Partai di KIM plus adalah Partai Gerindra, Partai Golkar, PKS, Partai NasDem, dan Partai Kebangkitan Bangsa (PKB), Partai Solidaritas Indonesia (PSI), Partai Demokrat, Partai Amanat Nasional (PAN), Partai Garuda, Partai Gelora, Partai Perindo, dan Partai Persatuan Pembangunan (PPP).
"Sangat membuka untuk gotong royong bersama. Untuk rakyat Jakarta," kata Deddy kepada media di kantor DPP PDI Perjuangan, Jakarta, Selasa 20 Agustus 2024 malam usai putusan Mahkamah Konstitusi yang menganulir syarat dukungan calon kepala daerah.
Baca Juga: Pilkada Jakarta, Ridwan Kamil tentang Para Gubernur Sebelumnya: Hal yang Baik-baik Kami Pertahankan
Apabila tidak ada partai yang dapat diajak bekerja sama, katanya, PDI Perjuangan siap mengusung calon kepala daerahnya sendirian.
"Kami akan berkoalisi dengan rakyat, karena rakyat Jakarta ingin demokrasi ini dijaga dan diberikan menu untuk memilih pilihan lebih dari satu," ujarnya.
Deddy juga menilai Putusan Mahkamah Konstitusi (MK) Nomor 60/PUU-XXII/2024 terkait gugatan terhadap UU Pilkada memungkinkan lebih banyak partai politik mengajukan calon sendiri.
Dia memastikan partainya akan mengusung calon kepala daerah di Pilkada Jakarta 2024.
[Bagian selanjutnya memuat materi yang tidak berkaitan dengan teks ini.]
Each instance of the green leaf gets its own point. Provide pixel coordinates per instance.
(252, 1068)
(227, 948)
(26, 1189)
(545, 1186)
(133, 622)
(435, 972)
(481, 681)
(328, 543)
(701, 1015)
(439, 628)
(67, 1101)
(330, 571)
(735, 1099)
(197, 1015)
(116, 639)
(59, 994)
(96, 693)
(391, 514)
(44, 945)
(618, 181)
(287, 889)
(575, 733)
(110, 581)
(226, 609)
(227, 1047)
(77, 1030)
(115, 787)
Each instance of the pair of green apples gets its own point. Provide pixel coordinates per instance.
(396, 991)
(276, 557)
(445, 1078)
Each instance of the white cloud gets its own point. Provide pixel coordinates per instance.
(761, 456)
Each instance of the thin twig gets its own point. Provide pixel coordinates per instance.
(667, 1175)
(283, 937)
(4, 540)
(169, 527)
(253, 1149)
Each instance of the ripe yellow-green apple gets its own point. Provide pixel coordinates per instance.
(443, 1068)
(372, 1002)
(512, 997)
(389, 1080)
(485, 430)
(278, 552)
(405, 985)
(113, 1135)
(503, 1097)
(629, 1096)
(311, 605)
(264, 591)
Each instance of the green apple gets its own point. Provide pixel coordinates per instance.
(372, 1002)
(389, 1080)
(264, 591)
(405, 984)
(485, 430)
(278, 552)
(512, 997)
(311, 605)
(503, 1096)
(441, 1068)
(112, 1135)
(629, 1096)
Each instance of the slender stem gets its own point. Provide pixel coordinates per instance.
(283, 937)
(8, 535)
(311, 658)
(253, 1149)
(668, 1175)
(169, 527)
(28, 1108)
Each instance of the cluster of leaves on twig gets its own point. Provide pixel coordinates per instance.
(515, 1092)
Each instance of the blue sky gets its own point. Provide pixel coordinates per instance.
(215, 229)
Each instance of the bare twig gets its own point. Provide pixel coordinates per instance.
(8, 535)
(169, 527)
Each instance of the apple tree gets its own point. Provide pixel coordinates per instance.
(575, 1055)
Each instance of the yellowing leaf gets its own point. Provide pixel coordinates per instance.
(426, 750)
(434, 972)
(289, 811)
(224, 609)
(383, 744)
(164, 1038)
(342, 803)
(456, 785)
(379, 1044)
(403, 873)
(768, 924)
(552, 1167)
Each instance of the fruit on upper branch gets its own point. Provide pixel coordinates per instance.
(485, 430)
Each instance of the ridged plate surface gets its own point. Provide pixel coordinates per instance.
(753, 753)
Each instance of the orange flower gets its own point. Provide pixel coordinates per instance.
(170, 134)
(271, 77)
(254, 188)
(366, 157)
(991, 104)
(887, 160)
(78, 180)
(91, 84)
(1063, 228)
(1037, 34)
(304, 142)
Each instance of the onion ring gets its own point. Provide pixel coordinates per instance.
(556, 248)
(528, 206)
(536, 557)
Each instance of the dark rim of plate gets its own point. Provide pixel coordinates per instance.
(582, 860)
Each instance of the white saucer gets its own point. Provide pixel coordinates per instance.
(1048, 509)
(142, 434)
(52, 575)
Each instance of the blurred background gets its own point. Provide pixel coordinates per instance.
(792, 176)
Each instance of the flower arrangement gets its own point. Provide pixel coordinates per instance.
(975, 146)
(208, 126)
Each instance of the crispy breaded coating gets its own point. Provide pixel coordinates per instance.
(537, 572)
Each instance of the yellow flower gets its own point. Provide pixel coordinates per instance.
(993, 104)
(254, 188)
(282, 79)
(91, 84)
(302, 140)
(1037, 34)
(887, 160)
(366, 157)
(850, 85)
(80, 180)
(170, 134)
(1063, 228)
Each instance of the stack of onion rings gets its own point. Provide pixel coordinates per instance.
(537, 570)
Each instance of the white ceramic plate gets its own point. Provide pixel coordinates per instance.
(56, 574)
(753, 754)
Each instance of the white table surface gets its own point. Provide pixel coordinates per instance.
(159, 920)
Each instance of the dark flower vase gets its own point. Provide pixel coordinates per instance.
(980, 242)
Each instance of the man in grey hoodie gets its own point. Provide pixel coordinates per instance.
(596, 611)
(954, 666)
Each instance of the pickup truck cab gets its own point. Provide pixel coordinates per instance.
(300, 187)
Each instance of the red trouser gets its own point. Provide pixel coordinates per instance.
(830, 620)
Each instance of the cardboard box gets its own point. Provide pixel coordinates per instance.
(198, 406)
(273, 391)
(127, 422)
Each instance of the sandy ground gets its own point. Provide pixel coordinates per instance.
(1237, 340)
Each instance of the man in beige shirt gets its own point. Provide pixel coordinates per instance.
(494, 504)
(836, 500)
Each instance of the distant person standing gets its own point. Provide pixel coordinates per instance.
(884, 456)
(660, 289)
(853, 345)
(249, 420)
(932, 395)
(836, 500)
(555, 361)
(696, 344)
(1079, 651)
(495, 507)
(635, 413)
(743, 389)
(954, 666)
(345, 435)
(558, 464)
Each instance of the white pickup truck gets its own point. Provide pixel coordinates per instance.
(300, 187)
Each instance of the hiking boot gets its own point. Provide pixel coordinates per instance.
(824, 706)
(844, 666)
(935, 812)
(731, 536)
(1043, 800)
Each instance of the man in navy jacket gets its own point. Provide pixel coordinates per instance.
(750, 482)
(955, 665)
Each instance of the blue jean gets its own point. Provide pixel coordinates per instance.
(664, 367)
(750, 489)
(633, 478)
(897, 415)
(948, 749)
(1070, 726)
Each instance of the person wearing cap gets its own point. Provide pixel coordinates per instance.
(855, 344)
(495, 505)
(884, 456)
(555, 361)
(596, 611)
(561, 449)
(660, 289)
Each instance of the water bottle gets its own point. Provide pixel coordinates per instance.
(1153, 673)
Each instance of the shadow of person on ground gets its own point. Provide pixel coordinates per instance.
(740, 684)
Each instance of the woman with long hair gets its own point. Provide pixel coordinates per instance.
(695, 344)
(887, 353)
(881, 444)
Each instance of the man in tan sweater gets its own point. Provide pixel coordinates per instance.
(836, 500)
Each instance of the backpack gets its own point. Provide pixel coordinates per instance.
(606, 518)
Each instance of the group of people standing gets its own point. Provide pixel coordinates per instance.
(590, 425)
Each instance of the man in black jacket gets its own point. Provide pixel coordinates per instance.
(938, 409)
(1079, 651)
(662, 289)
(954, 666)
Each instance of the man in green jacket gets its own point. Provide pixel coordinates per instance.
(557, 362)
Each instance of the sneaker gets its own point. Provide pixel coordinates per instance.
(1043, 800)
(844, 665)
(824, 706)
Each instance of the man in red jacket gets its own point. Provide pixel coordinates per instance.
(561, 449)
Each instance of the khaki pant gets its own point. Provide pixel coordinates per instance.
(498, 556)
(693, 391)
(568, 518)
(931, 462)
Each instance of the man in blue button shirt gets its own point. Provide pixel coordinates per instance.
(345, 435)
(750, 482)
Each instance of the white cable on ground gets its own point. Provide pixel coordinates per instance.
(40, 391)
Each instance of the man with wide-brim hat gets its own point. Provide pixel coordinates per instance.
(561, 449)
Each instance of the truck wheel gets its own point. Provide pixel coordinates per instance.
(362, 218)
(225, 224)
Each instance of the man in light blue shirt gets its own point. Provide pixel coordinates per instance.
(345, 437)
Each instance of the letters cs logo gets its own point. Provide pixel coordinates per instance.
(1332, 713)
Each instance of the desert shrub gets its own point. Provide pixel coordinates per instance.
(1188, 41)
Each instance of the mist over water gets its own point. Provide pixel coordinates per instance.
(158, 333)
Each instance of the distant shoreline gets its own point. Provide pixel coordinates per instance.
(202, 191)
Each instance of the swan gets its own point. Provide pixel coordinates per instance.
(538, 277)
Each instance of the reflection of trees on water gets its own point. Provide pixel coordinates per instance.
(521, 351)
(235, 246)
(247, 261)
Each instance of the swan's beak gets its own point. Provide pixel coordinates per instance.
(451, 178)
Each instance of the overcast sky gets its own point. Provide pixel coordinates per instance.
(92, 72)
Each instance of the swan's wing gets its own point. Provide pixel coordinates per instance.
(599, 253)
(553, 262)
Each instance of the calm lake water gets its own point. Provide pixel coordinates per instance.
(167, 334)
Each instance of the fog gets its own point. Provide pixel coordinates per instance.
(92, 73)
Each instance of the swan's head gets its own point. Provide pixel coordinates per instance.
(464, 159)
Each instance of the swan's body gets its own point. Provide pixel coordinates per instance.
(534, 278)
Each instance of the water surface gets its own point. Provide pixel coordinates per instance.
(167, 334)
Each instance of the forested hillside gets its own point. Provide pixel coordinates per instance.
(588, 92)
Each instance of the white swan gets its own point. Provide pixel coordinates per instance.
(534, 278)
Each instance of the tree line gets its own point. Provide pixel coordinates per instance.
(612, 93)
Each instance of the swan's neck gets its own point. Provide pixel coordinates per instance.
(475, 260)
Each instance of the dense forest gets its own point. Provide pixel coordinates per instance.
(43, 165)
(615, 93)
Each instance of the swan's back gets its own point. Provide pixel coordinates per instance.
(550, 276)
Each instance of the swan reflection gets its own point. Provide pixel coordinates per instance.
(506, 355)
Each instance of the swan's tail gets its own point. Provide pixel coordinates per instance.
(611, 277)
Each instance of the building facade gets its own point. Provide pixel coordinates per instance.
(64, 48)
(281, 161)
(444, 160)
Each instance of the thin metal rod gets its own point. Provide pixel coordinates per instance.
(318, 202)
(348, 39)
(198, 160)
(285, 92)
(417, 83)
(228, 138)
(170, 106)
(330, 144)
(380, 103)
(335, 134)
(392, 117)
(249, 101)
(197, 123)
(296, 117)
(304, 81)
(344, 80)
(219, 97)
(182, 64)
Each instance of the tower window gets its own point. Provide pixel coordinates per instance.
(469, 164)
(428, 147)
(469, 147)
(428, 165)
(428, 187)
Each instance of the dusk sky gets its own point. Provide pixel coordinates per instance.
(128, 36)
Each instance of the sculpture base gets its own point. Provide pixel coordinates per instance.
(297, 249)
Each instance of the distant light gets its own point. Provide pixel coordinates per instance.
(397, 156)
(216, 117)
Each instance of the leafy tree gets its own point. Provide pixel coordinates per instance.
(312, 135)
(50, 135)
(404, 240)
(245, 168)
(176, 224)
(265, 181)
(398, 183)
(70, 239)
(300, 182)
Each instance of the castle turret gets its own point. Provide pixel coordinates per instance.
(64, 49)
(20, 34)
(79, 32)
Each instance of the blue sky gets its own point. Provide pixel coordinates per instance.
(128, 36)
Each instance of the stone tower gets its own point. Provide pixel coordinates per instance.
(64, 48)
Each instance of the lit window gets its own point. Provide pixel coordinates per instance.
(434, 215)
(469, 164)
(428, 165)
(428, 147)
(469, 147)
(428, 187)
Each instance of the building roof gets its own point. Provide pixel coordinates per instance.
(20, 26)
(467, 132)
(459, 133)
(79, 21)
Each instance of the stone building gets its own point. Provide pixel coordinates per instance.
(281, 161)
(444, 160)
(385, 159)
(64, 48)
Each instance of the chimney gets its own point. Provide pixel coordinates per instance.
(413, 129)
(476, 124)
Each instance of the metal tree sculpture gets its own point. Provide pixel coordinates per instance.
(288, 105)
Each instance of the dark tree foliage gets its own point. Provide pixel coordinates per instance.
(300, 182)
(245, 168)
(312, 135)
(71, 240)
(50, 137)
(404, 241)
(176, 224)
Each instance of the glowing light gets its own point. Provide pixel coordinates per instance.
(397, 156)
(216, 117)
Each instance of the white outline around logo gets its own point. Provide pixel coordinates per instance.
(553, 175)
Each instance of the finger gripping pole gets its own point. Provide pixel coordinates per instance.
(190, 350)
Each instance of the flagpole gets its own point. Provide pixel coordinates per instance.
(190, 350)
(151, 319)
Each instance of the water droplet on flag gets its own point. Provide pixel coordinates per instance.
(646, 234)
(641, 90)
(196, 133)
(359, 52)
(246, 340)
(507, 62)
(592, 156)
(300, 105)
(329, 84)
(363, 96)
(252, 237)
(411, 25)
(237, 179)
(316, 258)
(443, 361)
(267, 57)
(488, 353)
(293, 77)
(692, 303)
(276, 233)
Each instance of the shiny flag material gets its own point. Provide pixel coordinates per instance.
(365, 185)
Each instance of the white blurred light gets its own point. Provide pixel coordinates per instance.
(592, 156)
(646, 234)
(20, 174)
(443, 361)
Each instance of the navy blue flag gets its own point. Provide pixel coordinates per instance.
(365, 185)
Mahkamah Konstitusi melalui Putusan Nomor 60/PUU-XXII/2024 mengubah ambang batas (threshold) pencalonan calon kepala daerah dan calon wakil kepala daerah.
Lewat putusan ini, MK menyatakan partai politik yang tidak mendapatkan kursi di DPRD bisa mencalonkan pasangan calon. Penghitungan syarat untuk mengusulkan pasangan calon melalui partai politik atau gabungan partai politik peserta pemilu hanya didasarkan pada hasil perolehan suara sah dalam pemilu di daerah yang bersangkutan.
“Amar putusan, mengabulkan permohonan para pemohon untuk sebagian,” kata Ketua MK Suhartoyo membacakan amar putusan untuk perkara yang diajukan Partai Buruh dan Partai Gelora itu di Ruang Sidang Pleno MK, Jakarta, Selasa.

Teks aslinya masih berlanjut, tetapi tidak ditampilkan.